Il serait utile ici de questionner cette notion de sens commun. Parmi les multiples définitions étudiées, nous en avons retenu une qui regroupe des éléments assez consensuels : « … le “sens commun” est un savoir intuitif et immédiat sur ce qui est raisonnable de faire, un savoir qui est culturellement acquis au cours de l’éducation ou de la pratique quotidienne. » (Gueorguieva, 2002, p. 1). Ainsi, le sens commun est un savoir à l’œuvre dans l’action et de manière rapide, il est constitué de « prêts à penser » (Gonseth, 1993) qui peuvent être contradictoires et sont sollicités selon le contexte (parfois on dira que les contraires s’attirent et parfois on dira que ce qui se ressemble s’assemble).
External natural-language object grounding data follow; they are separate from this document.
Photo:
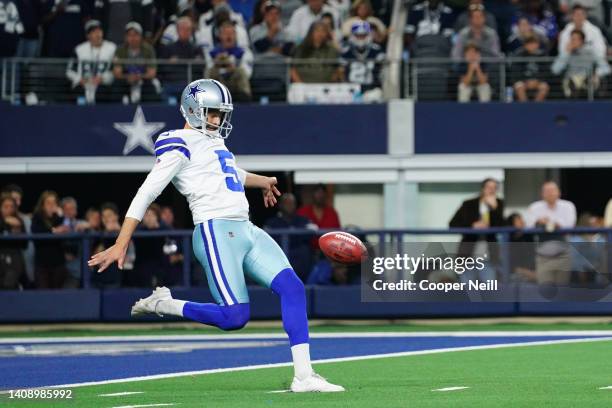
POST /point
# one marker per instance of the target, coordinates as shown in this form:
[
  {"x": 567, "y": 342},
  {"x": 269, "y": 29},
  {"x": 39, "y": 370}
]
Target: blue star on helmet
[{"x": 193, "y": 92}]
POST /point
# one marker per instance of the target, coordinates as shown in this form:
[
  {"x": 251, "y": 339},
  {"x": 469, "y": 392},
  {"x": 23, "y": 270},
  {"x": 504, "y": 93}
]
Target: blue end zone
[{"x": 38, "y": 363}]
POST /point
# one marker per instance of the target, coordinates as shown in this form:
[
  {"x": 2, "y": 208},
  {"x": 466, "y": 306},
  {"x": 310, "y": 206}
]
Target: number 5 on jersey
[{"x": 232, "y": 181}]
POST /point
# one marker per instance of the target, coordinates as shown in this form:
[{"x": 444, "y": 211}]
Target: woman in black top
[
  {"x": 49, "y": 263},
  {"x": 12, "y": 265}
]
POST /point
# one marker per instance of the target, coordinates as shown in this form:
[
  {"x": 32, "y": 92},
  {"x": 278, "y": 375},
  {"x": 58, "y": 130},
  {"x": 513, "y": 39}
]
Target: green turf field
[
  {"x": 334, "y": 328},
  {"x": 557, "y": 375}
]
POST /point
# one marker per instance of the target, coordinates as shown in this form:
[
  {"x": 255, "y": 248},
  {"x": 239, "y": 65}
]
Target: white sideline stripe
[
  {"x": 120, "y": 394},
  {"x": 325, "y": 361},
  {"x": 147, "y": 405},
  {"x": 339, "y": 335},
  {"x": 215, "y": 265}
]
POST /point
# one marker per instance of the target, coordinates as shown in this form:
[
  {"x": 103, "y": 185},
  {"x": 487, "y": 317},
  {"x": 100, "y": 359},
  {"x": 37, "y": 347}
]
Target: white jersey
[{"x": 202, "y": 169}]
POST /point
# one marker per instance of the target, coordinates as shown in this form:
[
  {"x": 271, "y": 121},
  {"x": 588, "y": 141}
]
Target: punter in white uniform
[{"x": 226, "y": 243}]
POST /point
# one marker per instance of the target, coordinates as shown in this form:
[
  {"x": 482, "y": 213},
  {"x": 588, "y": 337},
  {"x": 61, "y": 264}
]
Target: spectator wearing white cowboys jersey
[
  {"x": 90, "y": 69},
  {"x": 63, "y": 23},
  {"x": 363, "y": 60},
  {"x": 10, "y": 28}
]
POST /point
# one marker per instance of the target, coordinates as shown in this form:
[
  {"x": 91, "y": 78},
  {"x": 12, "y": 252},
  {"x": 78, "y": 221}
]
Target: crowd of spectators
[
  {"x": 548, "y": 257},
  {"x": 529, "y": 32},
  {"x": 131, "y": 51},
  {"x": 544, "y": 257},
  {"x": 151, "y": 260},
  {"x": 57, "y": 263}
]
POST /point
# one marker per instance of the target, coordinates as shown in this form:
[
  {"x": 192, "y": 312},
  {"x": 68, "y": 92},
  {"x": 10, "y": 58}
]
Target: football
[{"x": 343, "y": 247}]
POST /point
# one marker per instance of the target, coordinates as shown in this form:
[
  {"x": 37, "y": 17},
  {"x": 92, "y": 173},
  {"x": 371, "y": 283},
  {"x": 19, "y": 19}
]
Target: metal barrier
[
  {"x": 380, "y": 240},
  {"x": 437, "y": 79},
  {"x": 40, "y": 81}
]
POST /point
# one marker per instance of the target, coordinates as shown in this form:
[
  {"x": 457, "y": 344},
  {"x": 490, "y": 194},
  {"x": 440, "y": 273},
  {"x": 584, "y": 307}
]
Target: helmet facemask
[{"x": 210, "y": 129}]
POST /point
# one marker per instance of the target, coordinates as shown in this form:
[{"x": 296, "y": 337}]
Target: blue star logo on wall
[
  {"x": 138, "y": 132},
  {"x": 194, "y": 91}
]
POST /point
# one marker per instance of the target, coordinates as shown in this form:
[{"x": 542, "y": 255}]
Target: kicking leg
[
  {"x": 160, "y": 302},
  {"x": 220, "y": 246},
  {"x": 263, "y": 264}
]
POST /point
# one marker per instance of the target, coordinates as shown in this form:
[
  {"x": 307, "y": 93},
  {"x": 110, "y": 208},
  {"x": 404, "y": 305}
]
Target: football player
[
  {"x": 363, "y": 59},
  {"x": 225, "y": 242}
]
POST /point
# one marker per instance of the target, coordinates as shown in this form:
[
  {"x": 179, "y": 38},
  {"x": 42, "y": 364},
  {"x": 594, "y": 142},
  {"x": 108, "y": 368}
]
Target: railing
[
  {"x": 42, "y": 81},
  {"x": 437, "y": 79},
  {"x": 382, "y": 242}
]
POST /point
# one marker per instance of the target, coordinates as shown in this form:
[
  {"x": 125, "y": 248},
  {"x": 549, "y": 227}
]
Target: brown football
[{"x": 343, "y": 247}]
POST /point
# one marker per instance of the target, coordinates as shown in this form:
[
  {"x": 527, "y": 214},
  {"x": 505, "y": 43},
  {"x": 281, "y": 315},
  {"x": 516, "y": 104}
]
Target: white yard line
[
  {"x": 340, "y": 335},
  {"x": 120, "y": 394},
  {"x": 450, "y": 389},
  {"x": 329, "y": 360}
]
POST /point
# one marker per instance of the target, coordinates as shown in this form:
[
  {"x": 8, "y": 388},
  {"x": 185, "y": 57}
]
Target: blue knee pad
[
  {"x": 236, "y": 316},
  {"x": 293, "y": 305},
  {"x": 232, "y": 317}
]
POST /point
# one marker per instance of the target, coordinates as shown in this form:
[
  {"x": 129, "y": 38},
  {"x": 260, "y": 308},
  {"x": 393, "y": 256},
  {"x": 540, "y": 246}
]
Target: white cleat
[
  {"x": 148, "y": 305},
  {"x": 314, "y": 383}
]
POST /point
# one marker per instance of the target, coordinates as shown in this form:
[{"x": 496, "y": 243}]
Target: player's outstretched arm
[
  {"x": 166, "y": 167},
  {"x": 117, "y": 252},
  {"x": 267, "y": 185}
]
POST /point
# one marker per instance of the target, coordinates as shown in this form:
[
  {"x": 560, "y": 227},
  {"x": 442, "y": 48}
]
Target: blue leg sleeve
[
  {"x": 293, "y": 305},
  {"x": 232, "y": 317}
]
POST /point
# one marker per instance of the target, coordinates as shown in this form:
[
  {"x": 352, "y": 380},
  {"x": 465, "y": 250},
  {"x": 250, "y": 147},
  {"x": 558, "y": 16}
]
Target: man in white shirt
[
  {"x": 89, "y": 70},
  {"x": 553, "y": 264},
  {"x": 593, "y": 37},
  {"x": 303, "y": 17},
  {"x": 227, "y": 245}
]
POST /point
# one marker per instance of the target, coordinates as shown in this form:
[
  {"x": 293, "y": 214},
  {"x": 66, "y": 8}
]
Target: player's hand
[
  {"x": 270, "y": 192},
  {"x": 104, "y": 259}
]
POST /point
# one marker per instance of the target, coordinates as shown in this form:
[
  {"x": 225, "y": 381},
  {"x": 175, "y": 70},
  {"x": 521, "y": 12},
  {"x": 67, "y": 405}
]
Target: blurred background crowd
[
  {"x": 548, "y": 256},
  {"x": 135, "y": 50}
]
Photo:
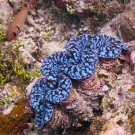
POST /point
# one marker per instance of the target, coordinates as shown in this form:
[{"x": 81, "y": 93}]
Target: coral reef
[
  {"x": 77, "y": 63},
  {"x": 44, "y": 35},
  {"x": 127, "y": 22}
]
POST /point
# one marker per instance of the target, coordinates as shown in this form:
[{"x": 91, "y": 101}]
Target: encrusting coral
[{"x": 77, "y": 63}]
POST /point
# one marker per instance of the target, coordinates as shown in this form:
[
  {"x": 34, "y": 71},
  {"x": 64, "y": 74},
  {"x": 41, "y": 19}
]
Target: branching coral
[{"x": 78, "y": 62}]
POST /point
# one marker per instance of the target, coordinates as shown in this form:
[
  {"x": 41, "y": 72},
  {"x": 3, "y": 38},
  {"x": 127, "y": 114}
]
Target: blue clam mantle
[{"x": 78, "y": 62}]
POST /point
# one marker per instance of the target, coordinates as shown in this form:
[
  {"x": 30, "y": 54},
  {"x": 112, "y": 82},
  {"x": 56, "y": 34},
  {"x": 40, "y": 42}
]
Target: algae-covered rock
[{"x": 12, "y": 122}]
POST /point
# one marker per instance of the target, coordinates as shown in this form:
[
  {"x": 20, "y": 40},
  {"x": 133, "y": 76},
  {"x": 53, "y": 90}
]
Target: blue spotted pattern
[{"x": 78, "y": 62}]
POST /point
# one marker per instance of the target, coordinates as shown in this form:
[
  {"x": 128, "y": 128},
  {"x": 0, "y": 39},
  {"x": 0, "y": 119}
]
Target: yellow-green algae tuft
[
  {"x": 131, "y": 117},
  {"x": 12, "y": 65},
  {"x": 11, "y": 123},
  {"x": 2, "y": 33}
]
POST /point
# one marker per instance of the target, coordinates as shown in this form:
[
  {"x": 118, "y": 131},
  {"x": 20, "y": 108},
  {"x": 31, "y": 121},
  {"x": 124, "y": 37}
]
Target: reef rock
[
  {"x": 81, "y": 7},
  {"x": 127, "y": 22}
]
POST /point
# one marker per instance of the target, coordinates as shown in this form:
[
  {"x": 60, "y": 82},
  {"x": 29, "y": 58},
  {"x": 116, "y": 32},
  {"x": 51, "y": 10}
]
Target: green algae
[
  {"x": 12, "y": 65},
  {"x": 2, "y": 33}
]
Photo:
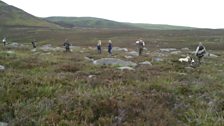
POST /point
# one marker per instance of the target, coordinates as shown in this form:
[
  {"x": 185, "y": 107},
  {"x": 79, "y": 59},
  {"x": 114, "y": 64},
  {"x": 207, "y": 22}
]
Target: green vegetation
[
  {"x": 161, "y": 26},
  {"x": 39, "y": 88},
  {"x": 90, "y": 22},
  {"x": 13, "y": 17}
]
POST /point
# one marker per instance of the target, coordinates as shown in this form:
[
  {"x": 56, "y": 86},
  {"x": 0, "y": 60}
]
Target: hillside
[
  {"x": 89, "y": 22},
  {"x": 161, "y": 26},
  {"x": 11, "y": 16}
]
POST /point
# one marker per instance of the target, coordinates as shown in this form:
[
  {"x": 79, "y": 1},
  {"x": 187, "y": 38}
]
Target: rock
[
  {"x": 89, "y": 59},
  {"x": 167, "y": 49},
  {"x": 33, "y": 50},
  {"x": 14, "y": 45},
  {"x": 10, "y": 52},
  {"x": 189, "y": 68},
  {"x": 212, "y": 55},
  {"x": 3, "y": 124},
  {"x": 128, "y": 57},
  {"x": 157, "y": 59},
  {"x": 175, "y": 52},
  {"x": 47, "y": 47},
  {"x": 146, "y": 63},
  {"x": 133, "y": 53},
  {"x": 91, "y": 76},
  {"x": 185, "y": 49},
  {"x": 126, "y": 68},
  {"x": 2, "y": 68},
  {"x": 120, "y": 49},
  {"x": 113, "y": 61}
]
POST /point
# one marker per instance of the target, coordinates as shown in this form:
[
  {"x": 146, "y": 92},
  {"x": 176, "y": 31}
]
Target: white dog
[{"x": 187, "y": 59}]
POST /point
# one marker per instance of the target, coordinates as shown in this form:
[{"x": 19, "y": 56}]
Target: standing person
[
  {"x": 34, "y": 43},
  {"x": 110, "y": 47},
  {"x": 141, "y": 44},
  {"x": 4, "y": 41},
  {"x": 67, "y": 45},
  {"x": 200, "y": 52},
  {"x": 99, "y": 46}
]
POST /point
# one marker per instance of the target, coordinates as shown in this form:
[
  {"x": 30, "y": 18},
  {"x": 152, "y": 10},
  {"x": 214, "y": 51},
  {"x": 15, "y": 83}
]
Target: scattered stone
[
  {"x": 168, "y": 49},
  {"x": 175, "y": 52},
  {"x": 89, "y": 59},
  {"x": 185, "y": 49},
  {"x": 10, "y": 52},
  {"x": 126, "y": 68},
  {"x": 33, "y": 50},
  {"x": 3, "y": 124},
  {"x": 146, "y": 63},
  {"x": 189, "y": 68},
  {"x": 212, "y": 55},
  {"x": 157, "y": 59},
  {"x": 14, "y": 45},
  {"x": 2, "y": 68},
  {"x": 120, "y": 49},
  {"x": 113, "y": 61},
  {"x": 128, "y": 57},
  {"x": 91, "y": 76},
  {"x": 133, "y": 53}
]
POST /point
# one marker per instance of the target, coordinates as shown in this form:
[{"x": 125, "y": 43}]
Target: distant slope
[
  {"x": 88, "y": 22},
  {"x": 160, "y": 26},
  {"x": 12, "y": 16},
  {"x": 91, "y": 22}
]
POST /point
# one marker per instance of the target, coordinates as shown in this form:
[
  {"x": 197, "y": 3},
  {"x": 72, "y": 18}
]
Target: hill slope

Notre recherche vise deux buts : Un but utopique qui est de faire en sorte que le sens commun consulte l’esprit scientifique, qu’il importe le savoir scolaire appris et, un but pratique, qui vise à ce que le citoyen se munisse d’une « clochette de vigilance », en d’autres mots qu’il introduise un doute, une hésitation, par rapport à la validité de son action. Notre question de recherche est la suivante : Peut-on entraîner le sens commun à s’arrêter rapidement dans le cours d’une action ? Sachant que le sens commun est immédiat, intuitif, rapide et sachant aussi qu’on ne peut le dénaturer, peut-on le faire arrêter rapidement ? Hésiter ? Dans l’espoir que cet arrêt permettra une éventuelle consultation du savoir appris.

Quatre présupposés sous-tendent notre recherche : 1) D’abord il faut supposer que les savoirs que l’on considère pertinents pour une action adéquate soient disponibles chez les sujets. Pour assurer cette condition, nous avons choisi de nous restreindre dans un premier temps à quelques savoirs mathématiques enseignés dans les premières années de la scolarité obligatoire. 2) Ensuite, nous admettons qu’il est possible de mettre en relation le savoir scolaire et le savoir de sens commun, en d’autres termes que l’importation est effectivement réalisable. 3) Puis, il nous faut aussi admettre que le simple fait de s’arrêter peut conduire à une réflexion et, enfin 4) que le sens commun peut évoluer, comme en témoigne l’acception maintenant assez généralisée d’un système héliocentrique.